2) They sought deals. This includes clipping coupons, buying private labels (“store brands”), reading ads and circulars, pre-shopping on line to find the best price. Private labels are selling like crazy. Safeway’s private label has proven so popular that it will be sold in other grocery chains internationally.
3) They traded down. The Bloomingdale’s shopper (high-end) has traded down to Macy’s. The Macy’s shopper has traded down to J.C. Penney’s, the J.C. Penney’s shopper down to Wal-Mart. Even Wal-Mart has been affected, with its shoppers trading down to the dollar stores. Wal-Mart has responded by devoting a section of its stores to “a dollar spot,” in an effort to win those customers back.

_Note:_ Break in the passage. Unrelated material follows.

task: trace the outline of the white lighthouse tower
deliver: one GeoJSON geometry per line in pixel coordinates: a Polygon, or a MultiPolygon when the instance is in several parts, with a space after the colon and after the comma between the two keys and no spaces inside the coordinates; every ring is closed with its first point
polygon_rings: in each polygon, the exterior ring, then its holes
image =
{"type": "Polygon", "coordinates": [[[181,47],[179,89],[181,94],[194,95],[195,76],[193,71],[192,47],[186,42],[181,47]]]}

Sure, we’d all like this scenario when the recession ends: customers rushing back into businesses with wads of money in hand and the song “Happy Days Are Here Again” on their lips. In reality, businesses will likely need to work harder to keep customers happy:
1) Be ready to welcome your core customers back. When the recession hit your core customers in the wallet, there was an immediate effect in your wallet. They stopped buying from you. You must be prepared to bring those people back through special promotions, events, merchandizing or finance terms. It’s like wooing your spouse after a fight; you have to work a little to get the relationship back on track.
2) Improve your customer service. Since reducing labor costs is the fastest way to improve the bottom line, many retailers cut customer service representatives during this recession. But signs indicate consumers are more willing to put up with less inventory and choice if they can benefit from the expertise of a knowledgeable salesperson. When we are parting with our hard-earned dollars, we need a sense of comfort and reassurance that we’re buying the right thing. We need the help of a good salesperson.

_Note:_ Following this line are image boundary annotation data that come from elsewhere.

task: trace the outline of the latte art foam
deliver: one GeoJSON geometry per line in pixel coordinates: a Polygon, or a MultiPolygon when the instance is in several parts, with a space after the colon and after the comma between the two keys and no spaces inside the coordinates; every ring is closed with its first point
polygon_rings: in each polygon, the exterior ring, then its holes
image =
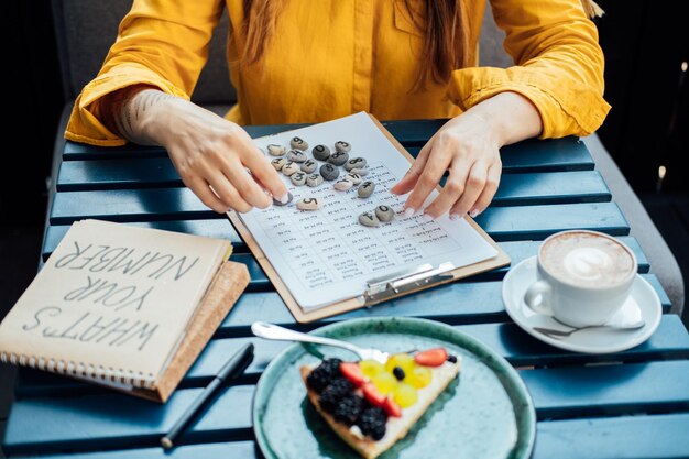
{"type": "Polygon", "coordinates": [[[575,285],[615,285],[635,272],[634,259],[619,242],[588,232],[569,232],[547,240],[542,262],[555,277],[575,285]]]}

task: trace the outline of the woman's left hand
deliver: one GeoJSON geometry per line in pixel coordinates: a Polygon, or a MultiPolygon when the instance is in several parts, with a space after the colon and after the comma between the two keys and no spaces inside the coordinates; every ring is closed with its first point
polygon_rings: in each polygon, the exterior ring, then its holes
{"type": "Polygon", "coordinates": [[[467,212],[475,217],[497,190],[502,173],[500,146],[497,136],[481,116],[471,111],[460,114],[430,138],[391,192],[404,195],[413,189],[405,204],[405,215],[411,216],[422,209],[430,192],[449,171],[442,190],[424,214],[434,219],[447,211],[452,220],[467,212]]]}
{"type": "Polygon", "coordinates": [[[491,204],[502,174],[500,149],[538,135],[540,114],[524,96],[505,91],[477,103],[449,120],[430,138],[404,177],[391,192],[407,198],[405,216],[419,211],[430,192],[449,176],[440,194],[424,209],[438,218],[457,220],[481,214],[491,204]]]}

3) Recognize that you must offer something unique — you can’t win on price. Sure, you’ve had to be more promotional and slice prices during this downturn, but for long-term survival and prosperity you must offer a differentiated product or service. The recession has weeded out the “me toos.” Did we really need Circuit City and Best Buy when there was no discernible difference in products or approach? To lure customers, offer something unique that represents value and meets their needs.

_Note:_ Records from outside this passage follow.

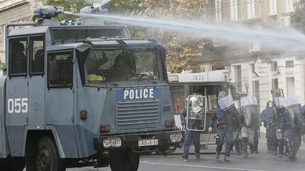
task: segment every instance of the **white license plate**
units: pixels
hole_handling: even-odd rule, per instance
[[[139,146],[147,146],[158,145],[158,139],[139,141]]]

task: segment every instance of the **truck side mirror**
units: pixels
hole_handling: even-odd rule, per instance
[[[59,78],[59,72],[58,69],[57,62],[50,62],[49,63],[50,66],[50,77],[51,79],[57,79]]]

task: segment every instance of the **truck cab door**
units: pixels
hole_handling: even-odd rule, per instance
[[[28,37],[9,38],[6,125],[11,155],[21,156],[24,126],[28,125]]]
[[[29,38],[28,125],[45,125],[45,36]]]

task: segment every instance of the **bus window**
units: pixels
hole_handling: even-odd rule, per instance
[[[183,86],[170,87],[174,114],[180,114],[185,108],[185,93]]]

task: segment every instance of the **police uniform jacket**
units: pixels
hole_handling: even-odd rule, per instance
[[[210,127],[213,127],[214,122],[216,120],[218,121],[218,125],[227,124],[227,120],[220,107],[218,107],[215,109],[213,115],[211,117],[209,124]]]
[[[287,111],[285,111],[283,113],[283,117],[282,118],[282,122],[280,125],[279,129],[283,131],[285,127],[287,129],[292,128],[291,126],[291,122],[289,120],[288,117],[288,113]]]

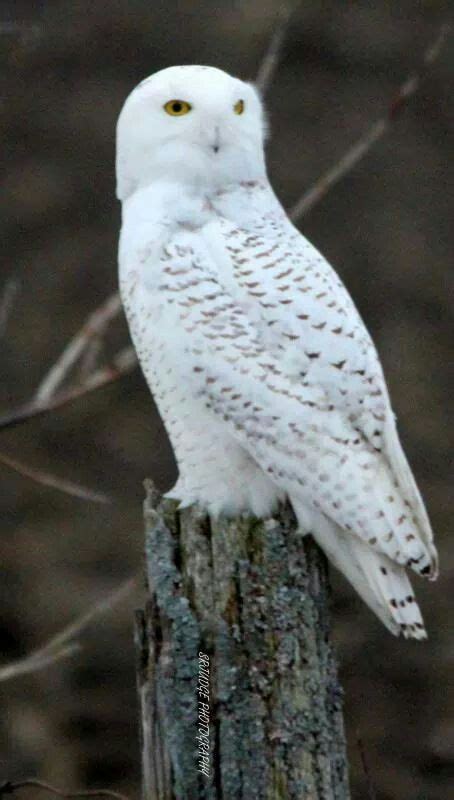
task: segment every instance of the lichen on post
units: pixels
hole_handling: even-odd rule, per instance
[[[145,800],[348,800],[327,565],[291,509],[210,520],[178,512],[148,483],[145,537],[149,599],[136,625]]]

4) Be prepared to meet elevated consumer expectations. As the car shopping story illustrates, that extra effort in service and pricing you made during the recession to attract and keep your customers is now the standard in their minds.
Keep working hard for customers in a post-recession retailing environment, and happy days may indeed be here again for your business.
Kathryn King, marketing lecture for Butler University’s College of Business, contributed to this article.
Chuck Williams is dean of the College of Business at Butler University. For more information on the College and its “real life, real business” approach to business education, visit www.butler.edu/cob or e-mail Chuck at firstname.lastname@example.org.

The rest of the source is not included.